In clean distance to its opponent in the show, Heller’s Unbetitelt (Paravent) appears like a prop in a performance set-up, ready to host a body or two in an imaginary choreography. On the other, if looked at on its own, the object carries an explicit reference to the two-dimensional, supported by its formal proximity to drawing. Unbetitelt (Paravent) outlines the silhouette of an imaginary landscape, while its form also serves as a directory for a possible walkway through the exhibition space. What both works generate is choreography of the gaze instructed by choreography of the body as a whole, that organises itself around the inhabitation of the ideal viewpoint of the artwork and its subsequent fragmentation in sidesteps. By incorporating detours (in Heller’s case the spacious installation of his sculpture in the gallery) or blind spots (in Matiasek’s case the incorporation of a white image layer beneath the photographic depiction of a landscape), the unity of the image/object and its perception collapses. Perception comes fragmented, humble and instable. Even if we understand what the image looks like in its entirety, we will not achieve to see it as such.
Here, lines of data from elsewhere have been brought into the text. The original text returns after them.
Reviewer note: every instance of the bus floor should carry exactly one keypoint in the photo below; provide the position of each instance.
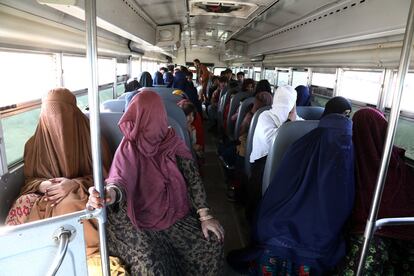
(229, 214)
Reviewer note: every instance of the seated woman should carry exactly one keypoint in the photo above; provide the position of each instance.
(58, 166)
(298, 226)
(283, 109)
(304, 96)
(159, 222)
(391, 251)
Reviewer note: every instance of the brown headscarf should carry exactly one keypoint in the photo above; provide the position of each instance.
(61, 147)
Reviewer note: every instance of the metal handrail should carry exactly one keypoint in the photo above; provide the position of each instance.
(389, 140)
(64, 239)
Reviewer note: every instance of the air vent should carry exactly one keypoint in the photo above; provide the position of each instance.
(227, 8)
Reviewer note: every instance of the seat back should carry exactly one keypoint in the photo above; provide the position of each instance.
(288, 133)
(249, 141)
(234, 104)
(113, 106)
(244, 108)
(310, 112)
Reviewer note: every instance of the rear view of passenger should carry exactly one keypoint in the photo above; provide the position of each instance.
(58, 166)
(392, 248)
(299, 223)
(160, 213)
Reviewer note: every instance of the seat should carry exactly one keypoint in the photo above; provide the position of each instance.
(234, 104)
(113, 106)
(288, 133)
(310, 112)
(244, 108)
(249, 141)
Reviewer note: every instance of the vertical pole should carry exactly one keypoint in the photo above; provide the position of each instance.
(93, 97)
(389, 140)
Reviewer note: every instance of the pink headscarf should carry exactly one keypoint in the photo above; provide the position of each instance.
(145, 165)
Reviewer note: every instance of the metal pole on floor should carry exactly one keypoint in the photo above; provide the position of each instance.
(93, 97)
(389, 141)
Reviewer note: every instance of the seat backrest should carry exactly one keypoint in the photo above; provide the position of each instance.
(249, 141)
(288, 133)
(244, 108)
(113, 106)
(310, 112)
(234, 104)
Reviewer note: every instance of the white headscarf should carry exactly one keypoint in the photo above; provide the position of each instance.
(270, 120)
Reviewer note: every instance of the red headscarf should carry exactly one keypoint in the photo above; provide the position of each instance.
(145, 165)
(369, 131)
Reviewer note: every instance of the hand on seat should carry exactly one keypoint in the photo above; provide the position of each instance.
(95, 201)
(214, 226)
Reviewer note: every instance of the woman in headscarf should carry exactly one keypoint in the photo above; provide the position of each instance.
(58, 166)
(298, 227)
(304, 96)
(391, 252)
(159, 223)
(158, 80)
(283, 109)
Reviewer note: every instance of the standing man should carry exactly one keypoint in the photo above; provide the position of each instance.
(202, 77)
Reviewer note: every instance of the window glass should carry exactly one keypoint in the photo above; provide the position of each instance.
(26, 77)
(407, 101)
(17, 130)
(283, 78)
(270, 75)
(361, 86)
(121, 69)
(299, 78)
(324, 79)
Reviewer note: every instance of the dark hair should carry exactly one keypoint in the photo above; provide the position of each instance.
(188, 108)
(263, 85)
(223, 79)
(246, 83)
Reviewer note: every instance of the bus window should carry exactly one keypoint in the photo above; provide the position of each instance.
(299, 78)
(283, 78)
(361, 86)
(324, 79)
(26, 76)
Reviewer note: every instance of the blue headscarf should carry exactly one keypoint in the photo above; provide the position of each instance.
(168, 78)
(145, 80)
(303, 212)
(304, 96)
(180, 82)
(158, 80)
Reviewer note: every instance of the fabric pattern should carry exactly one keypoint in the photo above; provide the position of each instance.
(180, 249)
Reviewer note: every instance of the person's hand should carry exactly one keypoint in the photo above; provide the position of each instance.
(214, 226)
(59, 189)
(96, 202)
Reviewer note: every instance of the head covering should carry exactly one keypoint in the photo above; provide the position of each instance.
(263, 85)
(146, 79)
(303, 212)
(370, 128)
(270, 120)
(304, 96)
(338, 105)
(158, 80)
(262, 99)
(145, 165)
(61, 147)
(132, 85)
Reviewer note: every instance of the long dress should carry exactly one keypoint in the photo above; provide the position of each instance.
(179, 250)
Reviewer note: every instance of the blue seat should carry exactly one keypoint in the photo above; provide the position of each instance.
(310, 112)
(244, 108)
(113, 106)
(234, 104)
(249, 141)
(288, 133)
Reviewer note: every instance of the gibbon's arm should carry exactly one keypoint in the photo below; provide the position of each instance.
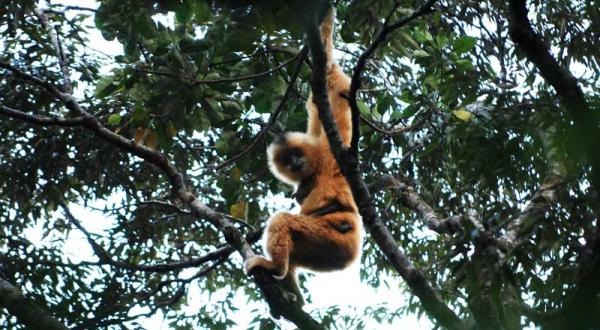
(294, 157)
(338, 83)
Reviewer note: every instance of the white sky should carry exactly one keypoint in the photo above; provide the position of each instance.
(343, 289)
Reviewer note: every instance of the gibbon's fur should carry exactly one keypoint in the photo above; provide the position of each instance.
(325, 236)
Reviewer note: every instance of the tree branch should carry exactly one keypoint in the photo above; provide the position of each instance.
(431, 302)
(566, 86)
(519, 229)
(27, 312)
(412, 200)
(274, 293)
(274, 115)
(105, 258)
(41, 120)
(361, 63)
(223, 80)
(60, 54)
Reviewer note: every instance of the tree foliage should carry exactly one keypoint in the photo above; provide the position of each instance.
(481, 168)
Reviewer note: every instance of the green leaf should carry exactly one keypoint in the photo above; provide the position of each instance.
(202, 11)
(106, 86)
(464, 44)
(114, 119)
(420, 53)
(462, 114)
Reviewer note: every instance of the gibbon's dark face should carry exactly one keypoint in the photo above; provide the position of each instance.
(293, 159)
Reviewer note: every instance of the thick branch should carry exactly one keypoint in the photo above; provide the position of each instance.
(27, 312)
(431, 302)
(41, 120)
(566, 86)
(412, 200)
(60, 54)
(520, 228)
(275, 295)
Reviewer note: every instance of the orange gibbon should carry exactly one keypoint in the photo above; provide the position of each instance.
(325, 236)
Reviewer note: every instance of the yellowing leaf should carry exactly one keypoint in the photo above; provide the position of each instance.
(139, 135)
(420, 53)
(171, 129)
(462, 114)
(238, 210)
(151, 138)
(236, 174)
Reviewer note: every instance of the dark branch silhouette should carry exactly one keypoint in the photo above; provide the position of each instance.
(348, 163)
(27, 312)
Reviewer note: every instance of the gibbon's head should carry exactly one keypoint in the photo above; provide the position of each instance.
(291, 158)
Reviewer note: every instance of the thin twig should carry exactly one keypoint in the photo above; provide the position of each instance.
(361, 63)
(274, 115)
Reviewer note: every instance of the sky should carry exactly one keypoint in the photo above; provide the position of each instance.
(343, 289)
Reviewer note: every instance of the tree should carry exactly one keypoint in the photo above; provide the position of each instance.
(482, 115)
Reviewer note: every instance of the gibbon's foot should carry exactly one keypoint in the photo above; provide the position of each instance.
(290, 157)
(260, 261)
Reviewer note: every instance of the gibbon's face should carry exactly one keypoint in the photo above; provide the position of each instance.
(294, 160)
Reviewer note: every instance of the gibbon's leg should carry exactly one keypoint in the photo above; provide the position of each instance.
(290, 282)
(326, 28)
(279, 245)
(312, 242)
(293, 157)
(338, 84)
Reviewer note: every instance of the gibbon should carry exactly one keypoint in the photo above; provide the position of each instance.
(325, 236)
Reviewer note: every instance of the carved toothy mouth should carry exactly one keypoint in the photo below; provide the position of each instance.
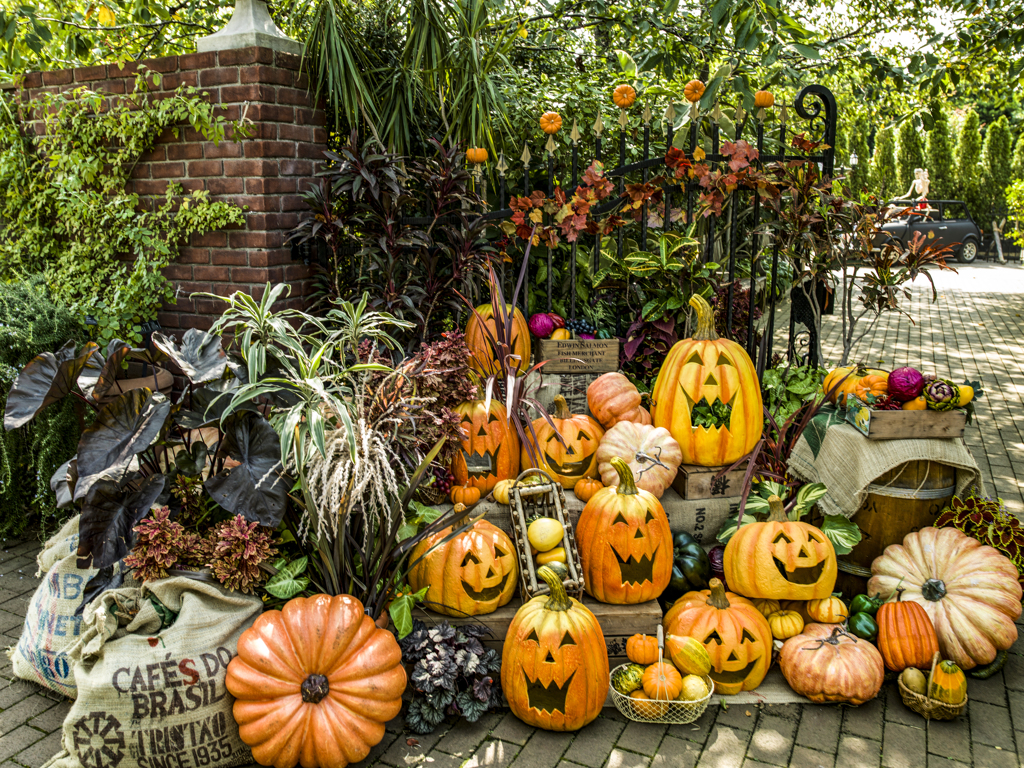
(487, 593)
(809, 574)
(636, 570)
(549, 697)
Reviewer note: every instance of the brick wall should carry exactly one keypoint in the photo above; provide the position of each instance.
(264, 172)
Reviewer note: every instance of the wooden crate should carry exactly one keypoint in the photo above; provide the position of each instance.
(902, 425)
(693, 481)
(579, 355)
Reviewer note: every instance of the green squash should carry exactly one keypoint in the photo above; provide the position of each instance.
(690, 567)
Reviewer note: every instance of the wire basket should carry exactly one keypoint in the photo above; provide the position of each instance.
(670, 712)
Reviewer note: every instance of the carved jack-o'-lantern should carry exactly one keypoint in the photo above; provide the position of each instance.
(489, 446)
(578, 458)
(710, 369)
(473, 573)
(736, 636)
(555, 663)
(780, 559)
(625, 543)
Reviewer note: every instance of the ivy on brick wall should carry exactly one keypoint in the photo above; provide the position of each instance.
(66, 210)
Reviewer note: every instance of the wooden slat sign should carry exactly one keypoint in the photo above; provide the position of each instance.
(580, 355)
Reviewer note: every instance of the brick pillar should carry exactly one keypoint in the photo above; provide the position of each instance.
(264, 172)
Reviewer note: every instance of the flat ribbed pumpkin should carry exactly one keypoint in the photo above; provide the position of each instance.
(314, 683)
(707, 368)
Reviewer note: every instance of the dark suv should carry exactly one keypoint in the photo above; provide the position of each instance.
(944, 222)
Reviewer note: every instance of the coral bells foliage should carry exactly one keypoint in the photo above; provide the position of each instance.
(989, 522)
(576, 215)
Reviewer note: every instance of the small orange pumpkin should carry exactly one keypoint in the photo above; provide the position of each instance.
(693, 90)
(551, 122)
(465, 495)
(624, 96)
(586, 487)
(642, 649)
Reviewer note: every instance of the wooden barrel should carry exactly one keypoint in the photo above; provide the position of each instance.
(903, 500)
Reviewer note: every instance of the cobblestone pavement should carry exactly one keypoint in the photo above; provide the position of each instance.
(973, 332)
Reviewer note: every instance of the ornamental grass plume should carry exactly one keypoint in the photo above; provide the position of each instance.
(237, 551)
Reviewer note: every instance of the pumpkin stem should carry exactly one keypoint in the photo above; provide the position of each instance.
(776, 512)
(561, 408)
(706, 318)
(627, 485)
(553, 573)
(717, 599)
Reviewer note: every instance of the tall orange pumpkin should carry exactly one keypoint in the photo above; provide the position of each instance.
(780, 559)
(489, 446)
(578, 458)
(473, 573)
(555, 663)
(625, 543)
(736, 636)
(314, 683)
(481, 355)
(706, 367)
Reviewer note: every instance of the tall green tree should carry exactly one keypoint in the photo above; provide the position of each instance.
(884, 179)
(939, 158)
(969, 169)
(909, 155)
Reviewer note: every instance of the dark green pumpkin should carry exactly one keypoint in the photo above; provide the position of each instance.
(690, 567)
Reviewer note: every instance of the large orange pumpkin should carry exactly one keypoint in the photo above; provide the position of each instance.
(625, 543)
(481, 355)
(578, 458)
(736, 636)
(706, 367)
(555, 663)
(314, 683)
(473, 573)
(780, 559)
(489, 446)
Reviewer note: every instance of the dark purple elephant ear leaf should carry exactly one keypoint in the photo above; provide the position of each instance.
(109, 514)
(100, 372)
(200, 356)
(124, 428)
(46, 379)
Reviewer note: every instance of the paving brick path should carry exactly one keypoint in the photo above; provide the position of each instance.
(975, 331)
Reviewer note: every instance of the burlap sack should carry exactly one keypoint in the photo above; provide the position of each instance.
(50, 625)
(151, 667)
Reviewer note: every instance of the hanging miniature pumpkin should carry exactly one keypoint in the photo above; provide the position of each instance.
(465, 495)
(693, 90)
(481, 355)
(578, 458)
(554, 662)
(825, 664)
(785, 624)
(906, 637)
(473, 573)
(969, 591)
(314, 683)
(624, 96)
(651, 454)
(827, 610)
(642, 649)
(625, 543)
(551, 122)
(489, 446)
(736, 636)
(780, 559)
(706, 368)
(586, 488)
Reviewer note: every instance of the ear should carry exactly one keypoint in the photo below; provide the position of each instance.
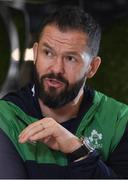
(94, 65)
(35, 48)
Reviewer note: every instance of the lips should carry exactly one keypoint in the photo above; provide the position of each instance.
(54, 83)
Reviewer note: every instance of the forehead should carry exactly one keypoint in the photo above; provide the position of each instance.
(70, 38)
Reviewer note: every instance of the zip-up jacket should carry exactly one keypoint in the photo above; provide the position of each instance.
(101, 119)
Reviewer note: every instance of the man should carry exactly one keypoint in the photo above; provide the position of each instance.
(57, 127)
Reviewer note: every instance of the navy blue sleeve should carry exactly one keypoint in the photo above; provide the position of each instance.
(11, 165)
(115, 167)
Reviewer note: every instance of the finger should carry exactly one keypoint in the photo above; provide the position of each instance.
(30, 131)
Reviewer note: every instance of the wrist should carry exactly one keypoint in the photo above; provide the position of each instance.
(81, 152)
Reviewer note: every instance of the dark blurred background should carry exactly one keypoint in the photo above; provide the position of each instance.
(19, 23)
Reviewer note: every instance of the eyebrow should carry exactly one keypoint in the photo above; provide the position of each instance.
(68, 52)
(47, 46)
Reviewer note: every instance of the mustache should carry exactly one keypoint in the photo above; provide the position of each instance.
(55, 76)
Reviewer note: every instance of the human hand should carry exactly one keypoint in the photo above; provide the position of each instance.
(48, 131)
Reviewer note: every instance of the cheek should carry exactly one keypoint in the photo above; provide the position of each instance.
(41, 67)
(75, 75)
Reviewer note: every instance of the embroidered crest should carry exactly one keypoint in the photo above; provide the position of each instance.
(95, 139)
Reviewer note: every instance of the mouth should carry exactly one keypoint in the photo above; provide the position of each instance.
(54, 83)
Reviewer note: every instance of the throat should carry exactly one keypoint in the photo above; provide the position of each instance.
(62, 114)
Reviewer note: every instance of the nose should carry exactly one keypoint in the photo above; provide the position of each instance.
(58, 67)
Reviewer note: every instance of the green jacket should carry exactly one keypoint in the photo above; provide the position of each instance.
(103, 125)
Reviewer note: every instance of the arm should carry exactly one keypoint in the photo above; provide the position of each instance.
(57, 137)
(93, 167)
(11, 165)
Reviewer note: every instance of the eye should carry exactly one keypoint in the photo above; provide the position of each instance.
(48, 53)
(70, 58)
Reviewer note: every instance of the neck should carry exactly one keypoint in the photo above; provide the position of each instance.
(64, 113)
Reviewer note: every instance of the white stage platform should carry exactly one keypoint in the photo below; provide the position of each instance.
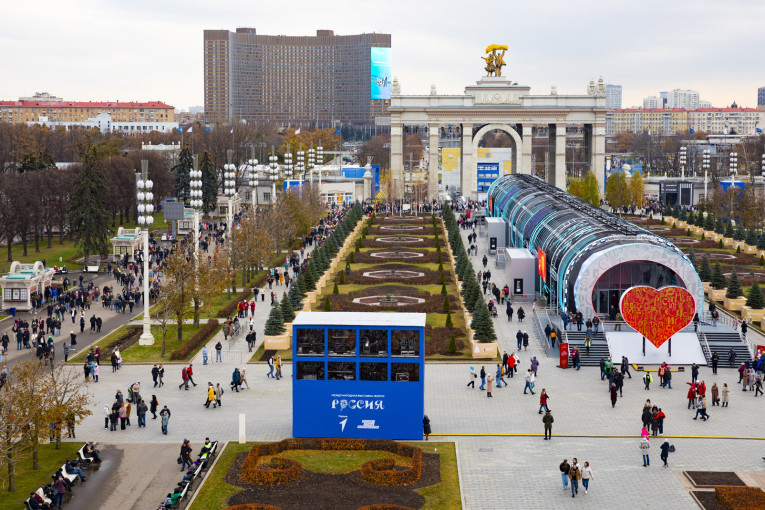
(686, 349)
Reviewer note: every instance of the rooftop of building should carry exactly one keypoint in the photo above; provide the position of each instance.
(86, 104)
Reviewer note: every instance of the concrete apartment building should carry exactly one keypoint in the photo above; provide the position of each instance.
(316, 81)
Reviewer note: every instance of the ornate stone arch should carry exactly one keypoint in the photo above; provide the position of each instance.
(511, 132)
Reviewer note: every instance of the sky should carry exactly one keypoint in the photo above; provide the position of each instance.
(87, 50)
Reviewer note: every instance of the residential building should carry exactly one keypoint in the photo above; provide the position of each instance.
(299, 81)
(613, 96)
(106, 116)
(738, 121)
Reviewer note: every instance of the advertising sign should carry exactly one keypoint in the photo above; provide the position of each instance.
(381, 73)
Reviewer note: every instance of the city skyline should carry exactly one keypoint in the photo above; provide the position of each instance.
(84, 51)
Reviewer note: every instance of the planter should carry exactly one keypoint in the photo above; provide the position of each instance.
(734, 303)
(752, 314)
(278, 342)
(483, 350)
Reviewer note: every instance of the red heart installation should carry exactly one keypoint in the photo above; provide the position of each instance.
(657, 314)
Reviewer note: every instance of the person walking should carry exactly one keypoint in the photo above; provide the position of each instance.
(153, 403)
(473, 376)
(564, 467)
(548, 420)
(165, 414)
(543, 401)
(587, 472)
(645, 446)
(185, 455)
(218, 394)
(665, 452)
(529, 382)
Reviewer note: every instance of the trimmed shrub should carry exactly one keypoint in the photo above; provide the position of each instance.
(203, 335)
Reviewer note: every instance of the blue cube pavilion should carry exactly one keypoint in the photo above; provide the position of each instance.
(358, 375)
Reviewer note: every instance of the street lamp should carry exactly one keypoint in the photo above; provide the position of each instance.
(705, 165)
(682, 162)
(273, 173)
(252, 176)
(145, 209)
(196, 199)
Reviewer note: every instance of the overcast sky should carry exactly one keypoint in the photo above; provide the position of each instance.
(152, 50)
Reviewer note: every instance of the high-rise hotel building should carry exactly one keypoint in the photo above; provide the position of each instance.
(320, 81)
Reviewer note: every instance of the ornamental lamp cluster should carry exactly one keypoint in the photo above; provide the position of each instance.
(145, 197)
(196, 188)
(229, 179)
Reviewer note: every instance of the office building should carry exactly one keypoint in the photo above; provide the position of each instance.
(320, 81)
(613, 96)
(106, 116)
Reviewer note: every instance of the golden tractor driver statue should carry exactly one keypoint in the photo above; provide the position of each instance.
(495, 60)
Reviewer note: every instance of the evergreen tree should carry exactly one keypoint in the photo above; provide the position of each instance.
(452, 344)
(88, 218)
(181, 170)
(709, 222)
(719, 226)
(718, 279)
(755, 299)
(209, 183)
(751, 237)
(288, 313)
(274, 323)
(728, 229)
(705, 273)
(483, 329)
(734, 286)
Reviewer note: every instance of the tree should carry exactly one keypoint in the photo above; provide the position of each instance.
(483, 329)
(288, 313)
(637, 189)
(617, 192)
(209, 183)
(88, 218)
(734, 287)
(718, 279)
(182, 178)
(705, 273)
(275, 322)
(755, 299)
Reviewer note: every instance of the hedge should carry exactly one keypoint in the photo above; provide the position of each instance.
(740, 498)
(282, 472)
(202, 336)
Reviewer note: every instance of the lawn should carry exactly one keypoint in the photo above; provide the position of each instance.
(153, 353)
(443, 496)
(28, 480)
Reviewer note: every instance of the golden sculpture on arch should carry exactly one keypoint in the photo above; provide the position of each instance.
(495, 60)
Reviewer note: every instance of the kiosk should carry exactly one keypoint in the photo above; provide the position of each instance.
(358, 375)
In both Unbetitled (Paravante) and Split Horizon I, it becomes apparent that it is not so much the subject of the work, but its formula of creation and perception that are central to its conceptualisation.v
Subsequent formation is the 14th exhibition programmed by David Komary since he started at Galerie Stadtpark in Krems near Vienna in Autumn 2008. Komary gained experience as curator and director of the selforganised and autonomous exhibition space dreizehnzwei in Vienna, which he initiated in 2003 and ran until its closure in 2007. Komary developed a precise exhibition format that combined the constellation of two contemporary artistic positions with a discursive contextualisation of the artists’ approaches in form of a small catalogue accompanying each show. His aesthetic feel for visual presentation and the creation of an environment that supportively stood back behind the individual works coined dreizehnzwei’s peculiarity as an autonomous exhibition space at that time. When Komary became responsible for the curatorial programme at Galerie Stadtpark he continued to ‘offer constellations of two artistic approaches’, trying to avoid a mere presentation of art works, but bring about an ‘aesthetic and semantic compression, evoking another, third position.’vi
Coherently, a small catalogue sets out each exhibition’s discursive context and Komary continues to organise his programme along three similar thematic strands already investigated with dreizehnzwei: the construction of reality in the context of the medial, theoretical questions of time and space and forms of contemporary abstraction. All fourteen exhibitions have gathered around these three thematic strands, featuring artistic positions such as those of Roman Fehr and Björn Kämmerer, Yudi Noor and Peter Sandbichler, Siegfried A. Fruhauf and Flora Watzal, Haroon Mirza and Richard Sides to name only but the most recent. A catalogue entitled Coprime, to be published in April 2011 by Schlebrügge.Editor, features a selection of six exhibitions of Komary’s current programme. Coprime intends to serve as an overarching publication giving insight into the correspondences between the individual exhibitions and the three thematic strands of Komary’s current curatorial programme at the Galerie Stadtpark.
i The German translation of the title reads Elliot das Schmunzelmonster.
ii For a detailed elaboration on the panoramic in relation to Andreas Heller’s and Katarina Matiasek’s work see David Komary, subsequent formation in David Komary, Galerie Stadtpark (eds), Coprime, Vienna: Schlebrügge.Editor 2011, p. 43 ff.
iii Ibid. p. 44.
v See David Komary. Ibid.
vi David Komary, Coprime, in David Komary, Galerie Stadtpark (eds), Coprime, Vienna: Schlebrügge.Editor 2011, p. 11.